O aprofundamento do estudo me tornou agnóstico o que é o meio do caminho para o ateísmo. Antes disso, eu já ficava sem compreender como um deus perfeito, justo e bom poderia punir os filhos pelos erros dos pais. Após analisar bem as clara afirmações de que a Terra é plana e flutua sobre as águas do mar, sendo o centro do universo, e que o Sol caminha de uma a outra extremidade dos céus, só pude chegar à conclusão de que a onisciência do deus dos judeus e cristãos não ia além das informações equivocadas que os homens tinha dois mil anos atrás.  Depois de verificar que esse deus teria prometido que o trono da descendência de Davi nunca teria fim e eles iria dominar sobre todas as nações, mas esse trono acabou pouco tempo depois, e mais adiante esses foram expulsos da terra que lhes teria sido dada por Yavé, tive mais certeza de que tudo aquilo eram fantasias de sonhadores.  E, ao analisar certos eventos relativos a Jesus, como exemplo uma escuridão de três horas sobre sobre toda a Terra, que não foi vista por ninguém que registrava eclipse, concluí que esse salvador morto e ressuscitado é também um invento.

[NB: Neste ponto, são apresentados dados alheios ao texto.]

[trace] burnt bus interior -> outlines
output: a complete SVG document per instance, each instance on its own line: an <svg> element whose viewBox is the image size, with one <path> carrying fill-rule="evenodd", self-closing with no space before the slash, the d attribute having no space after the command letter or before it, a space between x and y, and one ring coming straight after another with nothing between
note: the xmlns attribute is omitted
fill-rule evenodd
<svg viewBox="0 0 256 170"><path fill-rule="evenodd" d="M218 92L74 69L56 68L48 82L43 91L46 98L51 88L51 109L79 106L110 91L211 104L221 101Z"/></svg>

Mas esse processo de completa libertação da fé levou anos. 

 

Depois de chegar a essa conclusão, passei muitos anos mantendo-a comigo, imaginando não ser bom destruir a fé das pessoas, uma vez que muitas delas poderiam se desesperar ao descobrir que era um engano aquela suposta proteção divina e a esperança de uma vida eterna.  Todavia, depois de mais uns anos, cheguei à constatação de que a fé não é puramente ajuda psicológica, mas causa muito mal aos que não se submetem a esse pensamento, podendo levar a tortura e morte.  Aí, decidi que deveria expor minhas descobertas e contribuir para que o mundo não volte a ser submetido por um domínio religioso e os que não creem venham perder a liberdade e ser obrigados a fazer o que uma religião manda.

 

Assim, foi o processo de libertação da fé e a decisão de divulgar o conhecimento, em benefício de toda a humanidade.  Sendo o deus dominante apenas o produto da mentalidade primitiva que recorre até à guerra para perpetuar o engano, não podemos ficar calados deixando a humanidade à mercê de um pensamento retrógrado que retarda o desenvolvimento científico e luta contra  os direitos humanos.